The distance wasn’t just tough on Yuan; it was taking a toll on his family and girlfriend in ways he hadn’t anticipated. The hardship both Yuan and his family underwent led to Yuan coming up with a solution that only he could: Zoom. Thanks to Yuan, millions of families are now able to stay in touch with one another in ways they never could before — all because he started with his own.
Don’t underestimate the power of family. Parents, siblings, and relatives can provide not just support but also potentially help. If nothing else, appoint them as your first product testers. Your family members will be all too happy to share the good, the bad, and the ugly.
4. Expand on previous solutions
Just because there’s an existing solution to a given problem doesn’t mean that it can’t get better.
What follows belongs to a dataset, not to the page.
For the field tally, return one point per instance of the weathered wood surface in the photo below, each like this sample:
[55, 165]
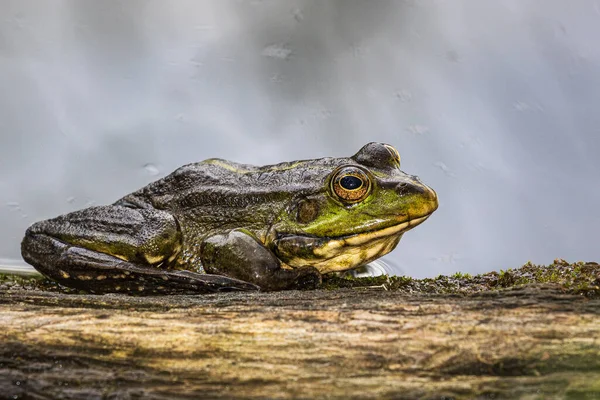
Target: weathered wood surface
[531, 342]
Entrepreneurs are constantly warned not to “reinvent the wheel,” but that kind of reinvention is why cars today drive on vulcanized rubber rather than rickety wooden wheels.
Innovation creates room for new companies. Making something better could mean making it more efficient, more accessible, or more affordable — any of which can open it to new markets. In some cases, a new business idea may be able to cover all three of those bases at once.
One of the most obvious examples of this kind of innovation is Airbnb. Hotels, bed and breakfasts, and house-sharing have been around for decades, but the market for each was fractured and hard to compare. Airbnb gave travelers new options and property owners tools to promote their holdings to customers they’d never encountered before.
Airbnb doesn’t necessarily offer any new solutions; it simply offers a streamlined way of accessing existing ones. Even the simplest fixes can have huge impacts if they land in just the right spot. And even if they don’t, they may need just a tweak or two to become viable.
There are problems out there waiting to be solved
You don’t have to be a seasoned entrepreneur to know that the world is full of problems waiting to be solved. From Covid-19 to climate change and everything in between, the opportunities are there.
Entrepreneurs need only a modicum of awareness to see ideas are all around, ripe for the taking. What matters is who acts first, who moves the fastest, and who produces the best results.